Was the half of me that was leftover not enough?
Or are you afraid to fight for what you thought was love..
Atleast..help me put myself back together! before tossing me aside;
I have a needle and thread for your to stab me one more time, believe me i dont mind.. i am already dead, and wounded left and right
Or do you want me missing, in tiny little pieces.
so no one can have me. so no one will want me...
I scream for your affection, and for your lost sympathy, can you not hear my cries? right by your ears as the wind passes by.

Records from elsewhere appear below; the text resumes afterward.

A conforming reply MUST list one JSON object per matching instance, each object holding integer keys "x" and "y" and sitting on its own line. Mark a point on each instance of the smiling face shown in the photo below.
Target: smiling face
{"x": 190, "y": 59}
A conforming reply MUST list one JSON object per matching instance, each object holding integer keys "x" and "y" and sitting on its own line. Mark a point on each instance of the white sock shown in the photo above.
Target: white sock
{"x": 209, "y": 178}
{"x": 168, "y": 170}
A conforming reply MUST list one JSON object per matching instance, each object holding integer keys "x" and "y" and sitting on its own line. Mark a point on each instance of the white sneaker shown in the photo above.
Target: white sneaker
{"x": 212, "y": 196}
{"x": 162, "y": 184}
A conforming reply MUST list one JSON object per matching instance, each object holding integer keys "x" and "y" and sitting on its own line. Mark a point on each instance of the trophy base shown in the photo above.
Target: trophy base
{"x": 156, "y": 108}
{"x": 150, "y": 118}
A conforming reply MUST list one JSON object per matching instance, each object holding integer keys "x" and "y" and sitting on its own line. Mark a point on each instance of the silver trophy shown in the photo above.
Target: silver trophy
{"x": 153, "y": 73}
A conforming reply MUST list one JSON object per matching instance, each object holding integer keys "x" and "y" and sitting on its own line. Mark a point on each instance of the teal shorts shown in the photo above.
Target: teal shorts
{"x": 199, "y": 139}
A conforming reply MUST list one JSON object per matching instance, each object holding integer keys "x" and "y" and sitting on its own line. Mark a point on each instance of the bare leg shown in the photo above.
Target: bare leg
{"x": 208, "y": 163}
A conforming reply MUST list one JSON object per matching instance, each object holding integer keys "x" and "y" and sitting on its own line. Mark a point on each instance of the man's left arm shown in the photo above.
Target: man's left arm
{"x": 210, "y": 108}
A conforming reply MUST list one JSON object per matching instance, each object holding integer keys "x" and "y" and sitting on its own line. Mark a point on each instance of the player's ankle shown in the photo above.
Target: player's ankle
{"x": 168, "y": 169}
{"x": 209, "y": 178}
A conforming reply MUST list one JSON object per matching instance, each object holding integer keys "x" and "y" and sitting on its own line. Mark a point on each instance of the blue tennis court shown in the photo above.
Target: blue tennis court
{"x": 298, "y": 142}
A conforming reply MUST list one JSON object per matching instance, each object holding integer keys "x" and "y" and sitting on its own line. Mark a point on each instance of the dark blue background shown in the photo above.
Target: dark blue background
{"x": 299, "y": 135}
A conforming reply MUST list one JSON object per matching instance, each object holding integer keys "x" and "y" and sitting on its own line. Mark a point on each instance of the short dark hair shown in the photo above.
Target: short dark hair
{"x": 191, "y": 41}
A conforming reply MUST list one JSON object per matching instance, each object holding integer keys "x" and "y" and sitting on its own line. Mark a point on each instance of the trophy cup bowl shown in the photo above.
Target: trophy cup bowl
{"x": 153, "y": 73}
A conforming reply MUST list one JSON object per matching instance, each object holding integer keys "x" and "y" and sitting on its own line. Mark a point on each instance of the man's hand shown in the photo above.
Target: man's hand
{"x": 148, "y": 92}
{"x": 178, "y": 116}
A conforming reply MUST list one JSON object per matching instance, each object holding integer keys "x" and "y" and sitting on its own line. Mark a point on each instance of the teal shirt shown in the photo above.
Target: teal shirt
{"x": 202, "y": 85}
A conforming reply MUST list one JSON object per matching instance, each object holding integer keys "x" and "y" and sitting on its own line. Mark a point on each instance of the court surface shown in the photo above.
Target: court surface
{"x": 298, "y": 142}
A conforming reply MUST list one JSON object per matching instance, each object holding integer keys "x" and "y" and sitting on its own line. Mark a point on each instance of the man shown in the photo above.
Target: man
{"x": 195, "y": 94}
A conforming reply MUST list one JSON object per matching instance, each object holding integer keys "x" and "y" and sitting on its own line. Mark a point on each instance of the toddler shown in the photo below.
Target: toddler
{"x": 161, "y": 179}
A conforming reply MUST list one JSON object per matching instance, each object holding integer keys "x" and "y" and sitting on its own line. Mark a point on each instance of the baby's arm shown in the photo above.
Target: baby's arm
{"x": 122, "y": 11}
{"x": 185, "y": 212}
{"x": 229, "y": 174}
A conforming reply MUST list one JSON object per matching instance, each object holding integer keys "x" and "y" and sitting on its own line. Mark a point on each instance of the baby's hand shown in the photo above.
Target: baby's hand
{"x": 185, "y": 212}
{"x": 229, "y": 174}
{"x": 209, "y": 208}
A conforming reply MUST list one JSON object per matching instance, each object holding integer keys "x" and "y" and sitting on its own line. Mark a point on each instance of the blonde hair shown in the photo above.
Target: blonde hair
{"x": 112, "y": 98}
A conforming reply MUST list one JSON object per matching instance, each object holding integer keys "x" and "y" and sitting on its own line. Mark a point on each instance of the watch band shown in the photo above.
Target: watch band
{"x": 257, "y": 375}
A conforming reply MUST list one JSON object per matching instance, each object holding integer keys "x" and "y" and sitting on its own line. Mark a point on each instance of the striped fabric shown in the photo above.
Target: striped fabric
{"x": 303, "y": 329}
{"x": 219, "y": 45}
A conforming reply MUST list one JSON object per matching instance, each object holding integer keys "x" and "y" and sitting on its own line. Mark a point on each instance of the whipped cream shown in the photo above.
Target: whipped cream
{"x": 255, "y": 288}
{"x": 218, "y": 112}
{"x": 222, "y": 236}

why...how... did pieces of our lov3 get lost with time?
Leave me abandoned, but dont leave me broken..
why cant anyone tell you when your heart is in danger of being stolen?
must the realization be a risk to take everytime;
Or will an ending one day..change your morbid mind.
Love is the battle ground of a war i cannot win;
The ground, on wich my soul was slaughtered long ago..
A place i try to make myself never revisit, but deep down i know; One day ill die their again.
So why.
Why, must you leave me abandoned on a battlefield of a war we were fighting together;
And why! do i continue to fight for a "for ever'
if it dont exist. why do i resist.
When did our lov3 story become the war we cannot win?